New analysis from Zillow predicts that housing demand will stay high for years to come due to low rates of household formation. Zillow found that since the Great Recession 5.7 million missing households now exist. These "missing" households are formed when people who would have historically moved into their own home, were unable or unwilling to do so.
According to the report, if rates remained at pre-Great Recession levels, there would be 5.7 million more U.S. households today. Zillow also stated that whether or not household formation rates begin to recover in the coming years, the missing households from the past 15 years and the large Millennial generation aging into peak homebuying age should keep housing demand high for the foreseeable future.
The report does point out that interest in wanting to form a household has not declined, rather, long-term financial and housing factors have made homeownership and household formation more difficult.

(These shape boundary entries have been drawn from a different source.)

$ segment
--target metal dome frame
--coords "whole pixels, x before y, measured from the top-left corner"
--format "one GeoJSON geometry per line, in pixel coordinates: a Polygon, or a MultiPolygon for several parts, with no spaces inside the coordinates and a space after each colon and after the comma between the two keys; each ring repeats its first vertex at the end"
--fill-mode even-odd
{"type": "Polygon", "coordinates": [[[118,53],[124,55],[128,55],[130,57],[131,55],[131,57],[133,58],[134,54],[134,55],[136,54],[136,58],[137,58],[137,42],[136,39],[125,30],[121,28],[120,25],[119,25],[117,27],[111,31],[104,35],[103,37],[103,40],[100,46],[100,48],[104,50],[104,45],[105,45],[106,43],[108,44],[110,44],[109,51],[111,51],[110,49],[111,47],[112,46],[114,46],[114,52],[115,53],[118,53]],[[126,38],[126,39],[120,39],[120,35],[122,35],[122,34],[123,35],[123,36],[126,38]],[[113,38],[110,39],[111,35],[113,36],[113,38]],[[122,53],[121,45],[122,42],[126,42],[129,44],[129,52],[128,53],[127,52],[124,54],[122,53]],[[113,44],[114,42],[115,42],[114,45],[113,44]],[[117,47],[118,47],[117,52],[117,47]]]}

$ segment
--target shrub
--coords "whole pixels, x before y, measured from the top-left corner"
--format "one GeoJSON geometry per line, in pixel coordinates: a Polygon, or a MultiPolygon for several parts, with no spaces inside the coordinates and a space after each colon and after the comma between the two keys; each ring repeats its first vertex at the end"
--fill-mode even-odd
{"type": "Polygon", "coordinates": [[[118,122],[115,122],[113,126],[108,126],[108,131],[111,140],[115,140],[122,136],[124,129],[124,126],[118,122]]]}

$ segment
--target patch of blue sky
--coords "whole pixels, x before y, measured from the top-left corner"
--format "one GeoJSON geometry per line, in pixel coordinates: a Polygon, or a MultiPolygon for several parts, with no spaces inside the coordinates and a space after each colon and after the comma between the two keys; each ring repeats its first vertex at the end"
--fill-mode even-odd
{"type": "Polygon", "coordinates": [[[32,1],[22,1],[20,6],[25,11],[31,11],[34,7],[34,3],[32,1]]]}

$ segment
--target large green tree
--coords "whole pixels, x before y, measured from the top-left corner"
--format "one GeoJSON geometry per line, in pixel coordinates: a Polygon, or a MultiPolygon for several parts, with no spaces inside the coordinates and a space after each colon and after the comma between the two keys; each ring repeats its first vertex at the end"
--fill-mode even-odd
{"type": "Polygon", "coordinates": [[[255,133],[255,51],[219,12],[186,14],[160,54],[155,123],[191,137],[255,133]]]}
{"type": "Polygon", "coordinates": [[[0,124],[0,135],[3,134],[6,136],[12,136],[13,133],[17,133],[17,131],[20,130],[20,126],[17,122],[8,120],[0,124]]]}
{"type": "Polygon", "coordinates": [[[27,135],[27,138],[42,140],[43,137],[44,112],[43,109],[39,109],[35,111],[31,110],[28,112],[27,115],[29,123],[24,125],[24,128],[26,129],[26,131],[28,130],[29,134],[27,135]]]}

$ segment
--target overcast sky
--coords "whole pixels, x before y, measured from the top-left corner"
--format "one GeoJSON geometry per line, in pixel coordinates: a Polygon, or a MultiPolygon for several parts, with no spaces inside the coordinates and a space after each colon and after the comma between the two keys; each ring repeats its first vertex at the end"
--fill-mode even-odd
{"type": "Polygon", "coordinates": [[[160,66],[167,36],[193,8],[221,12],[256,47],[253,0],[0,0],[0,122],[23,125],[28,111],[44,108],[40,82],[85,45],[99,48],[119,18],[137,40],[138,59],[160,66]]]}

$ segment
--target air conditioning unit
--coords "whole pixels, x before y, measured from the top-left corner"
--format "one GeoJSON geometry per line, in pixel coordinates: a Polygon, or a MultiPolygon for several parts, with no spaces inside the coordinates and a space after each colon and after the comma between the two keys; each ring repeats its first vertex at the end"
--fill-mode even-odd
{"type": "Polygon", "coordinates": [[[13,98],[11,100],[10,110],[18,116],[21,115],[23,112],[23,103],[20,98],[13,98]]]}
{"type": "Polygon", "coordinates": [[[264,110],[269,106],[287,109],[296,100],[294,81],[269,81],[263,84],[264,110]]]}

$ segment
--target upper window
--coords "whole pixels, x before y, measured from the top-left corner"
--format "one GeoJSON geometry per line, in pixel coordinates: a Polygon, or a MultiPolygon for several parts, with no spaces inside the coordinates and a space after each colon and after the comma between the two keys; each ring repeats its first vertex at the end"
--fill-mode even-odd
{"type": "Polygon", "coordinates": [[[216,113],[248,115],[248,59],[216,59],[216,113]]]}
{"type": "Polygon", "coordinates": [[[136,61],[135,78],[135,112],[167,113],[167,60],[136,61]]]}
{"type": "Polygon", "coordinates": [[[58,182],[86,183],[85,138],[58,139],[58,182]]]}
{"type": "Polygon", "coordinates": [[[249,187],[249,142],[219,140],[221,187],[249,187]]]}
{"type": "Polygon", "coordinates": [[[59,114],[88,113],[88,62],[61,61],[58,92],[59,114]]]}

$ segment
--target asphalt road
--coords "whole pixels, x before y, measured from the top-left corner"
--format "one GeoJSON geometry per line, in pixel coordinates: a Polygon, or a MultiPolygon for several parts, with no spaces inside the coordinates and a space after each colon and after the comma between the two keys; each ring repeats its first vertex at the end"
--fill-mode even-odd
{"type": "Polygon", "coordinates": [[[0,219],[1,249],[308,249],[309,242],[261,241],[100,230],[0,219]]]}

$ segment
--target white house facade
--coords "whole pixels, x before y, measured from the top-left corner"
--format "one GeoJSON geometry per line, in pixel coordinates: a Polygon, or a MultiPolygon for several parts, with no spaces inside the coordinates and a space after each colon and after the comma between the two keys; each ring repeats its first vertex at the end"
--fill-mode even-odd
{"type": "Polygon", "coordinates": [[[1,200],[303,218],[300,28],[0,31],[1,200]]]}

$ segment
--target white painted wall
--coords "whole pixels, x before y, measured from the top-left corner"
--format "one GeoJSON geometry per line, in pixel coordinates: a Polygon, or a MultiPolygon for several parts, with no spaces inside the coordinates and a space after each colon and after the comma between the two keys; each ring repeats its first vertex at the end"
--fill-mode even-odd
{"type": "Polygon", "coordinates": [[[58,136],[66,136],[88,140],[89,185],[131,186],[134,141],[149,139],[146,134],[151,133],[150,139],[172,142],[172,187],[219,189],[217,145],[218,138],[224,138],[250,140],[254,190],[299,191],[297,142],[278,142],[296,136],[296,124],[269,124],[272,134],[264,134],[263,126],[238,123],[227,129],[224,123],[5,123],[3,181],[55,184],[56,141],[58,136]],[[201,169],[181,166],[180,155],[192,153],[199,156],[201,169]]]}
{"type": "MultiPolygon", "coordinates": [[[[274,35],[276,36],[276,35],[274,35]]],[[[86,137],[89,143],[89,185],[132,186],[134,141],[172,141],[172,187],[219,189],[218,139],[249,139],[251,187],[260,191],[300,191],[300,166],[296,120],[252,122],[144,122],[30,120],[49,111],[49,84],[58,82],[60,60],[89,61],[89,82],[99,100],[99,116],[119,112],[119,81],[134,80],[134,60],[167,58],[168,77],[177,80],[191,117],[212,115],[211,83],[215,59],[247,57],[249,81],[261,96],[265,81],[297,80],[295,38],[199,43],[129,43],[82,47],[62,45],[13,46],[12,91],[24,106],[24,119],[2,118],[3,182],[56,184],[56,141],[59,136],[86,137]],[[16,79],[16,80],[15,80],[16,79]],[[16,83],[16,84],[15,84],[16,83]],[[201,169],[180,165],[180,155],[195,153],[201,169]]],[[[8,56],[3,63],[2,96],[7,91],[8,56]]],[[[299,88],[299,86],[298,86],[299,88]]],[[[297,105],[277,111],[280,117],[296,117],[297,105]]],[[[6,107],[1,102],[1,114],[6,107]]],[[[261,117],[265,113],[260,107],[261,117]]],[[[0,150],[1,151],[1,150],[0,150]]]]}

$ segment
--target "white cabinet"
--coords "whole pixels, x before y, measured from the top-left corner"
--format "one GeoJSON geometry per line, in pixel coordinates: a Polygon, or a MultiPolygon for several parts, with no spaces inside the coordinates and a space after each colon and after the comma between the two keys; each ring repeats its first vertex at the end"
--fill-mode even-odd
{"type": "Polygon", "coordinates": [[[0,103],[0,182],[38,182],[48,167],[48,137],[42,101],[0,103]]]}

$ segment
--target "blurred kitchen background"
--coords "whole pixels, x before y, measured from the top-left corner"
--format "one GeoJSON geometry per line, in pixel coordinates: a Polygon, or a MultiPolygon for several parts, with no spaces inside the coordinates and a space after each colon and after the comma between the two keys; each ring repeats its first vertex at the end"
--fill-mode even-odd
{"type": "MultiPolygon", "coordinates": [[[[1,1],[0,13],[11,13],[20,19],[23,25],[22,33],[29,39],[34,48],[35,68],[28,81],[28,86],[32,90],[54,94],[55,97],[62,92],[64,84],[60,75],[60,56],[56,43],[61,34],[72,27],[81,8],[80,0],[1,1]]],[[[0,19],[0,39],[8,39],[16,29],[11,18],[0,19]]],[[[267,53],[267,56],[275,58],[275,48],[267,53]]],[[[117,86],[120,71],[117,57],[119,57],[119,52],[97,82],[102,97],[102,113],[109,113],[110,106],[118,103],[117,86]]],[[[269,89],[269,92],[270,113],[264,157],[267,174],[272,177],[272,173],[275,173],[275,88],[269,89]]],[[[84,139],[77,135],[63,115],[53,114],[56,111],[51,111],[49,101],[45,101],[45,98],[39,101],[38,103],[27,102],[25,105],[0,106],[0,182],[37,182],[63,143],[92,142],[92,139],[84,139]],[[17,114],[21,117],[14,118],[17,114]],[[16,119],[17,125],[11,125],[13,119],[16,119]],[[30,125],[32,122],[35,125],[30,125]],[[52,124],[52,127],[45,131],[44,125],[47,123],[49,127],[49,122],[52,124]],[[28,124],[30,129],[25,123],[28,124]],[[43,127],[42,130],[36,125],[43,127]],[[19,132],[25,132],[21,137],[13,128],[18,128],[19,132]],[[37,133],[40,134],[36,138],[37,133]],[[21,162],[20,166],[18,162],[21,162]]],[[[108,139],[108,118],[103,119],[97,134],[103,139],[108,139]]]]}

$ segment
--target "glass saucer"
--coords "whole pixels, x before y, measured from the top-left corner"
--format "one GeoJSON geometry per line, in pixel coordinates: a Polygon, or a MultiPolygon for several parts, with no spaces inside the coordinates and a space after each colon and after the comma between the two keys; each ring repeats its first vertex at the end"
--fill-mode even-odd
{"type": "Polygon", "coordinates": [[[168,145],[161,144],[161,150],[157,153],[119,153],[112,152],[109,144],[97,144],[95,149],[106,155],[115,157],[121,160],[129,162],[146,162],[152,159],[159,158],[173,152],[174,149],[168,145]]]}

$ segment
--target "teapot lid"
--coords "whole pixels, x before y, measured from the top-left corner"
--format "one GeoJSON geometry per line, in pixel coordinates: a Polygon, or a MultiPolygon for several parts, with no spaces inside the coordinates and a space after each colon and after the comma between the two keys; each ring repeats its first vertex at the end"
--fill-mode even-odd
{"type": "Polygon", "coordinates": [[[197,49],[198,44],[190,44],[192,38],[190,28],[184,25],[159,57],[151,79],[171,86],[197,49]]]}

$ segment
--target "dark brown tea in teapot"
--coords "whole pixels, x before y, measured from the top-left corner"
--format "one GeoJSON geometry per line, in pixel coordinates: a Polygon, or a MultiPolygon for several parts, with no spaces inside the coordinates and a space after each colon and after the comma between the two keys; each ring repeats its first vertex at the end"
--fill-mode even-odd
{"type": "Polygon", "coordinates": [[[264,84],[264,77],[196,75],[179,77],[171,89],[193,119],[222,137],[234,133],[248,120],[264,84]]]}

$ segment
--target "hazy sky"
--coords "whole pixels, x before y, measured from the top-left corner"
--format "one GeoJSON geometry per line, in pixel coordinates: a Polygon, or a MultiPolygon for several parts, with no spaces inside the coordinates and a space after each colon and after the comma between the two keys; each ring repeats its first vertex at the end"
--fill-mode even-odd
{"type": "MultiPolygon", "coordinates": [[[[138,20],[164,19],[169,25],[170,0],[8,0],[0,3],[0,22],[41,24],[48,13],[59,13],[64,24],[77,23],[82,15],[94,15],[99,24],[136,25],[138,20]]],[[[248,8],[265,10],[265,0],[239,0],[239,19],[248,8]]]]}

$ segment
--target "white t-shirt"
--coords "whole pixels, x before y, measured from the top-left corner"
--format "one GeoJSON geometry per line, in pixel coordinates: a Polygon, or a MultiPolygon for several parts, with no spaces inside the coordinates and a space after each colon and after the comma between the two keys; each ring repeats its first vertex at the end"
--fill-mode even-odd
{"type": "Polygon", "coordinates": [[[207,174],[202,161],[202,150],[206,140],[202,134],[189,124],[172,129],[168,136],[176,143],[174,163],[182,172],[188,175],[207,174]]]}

"The housing crash set back millions of Americans on the path to having their own place to call home, whether they owned or rented it," said Zillow senior economist Jeff Tucker. "Between a wave of foreclosures, rising rents, and under-building of new homes, the housing market became much harder to crack into from 2006 to 2017. The last two years showed that when the economy is firing on all cylinders and most Americans have access to decent jobs, more of them will be able to find a home of their own. The sooner we can put the pandemic and 2020 recession behind us, the sooner access to housing can resume its expansion."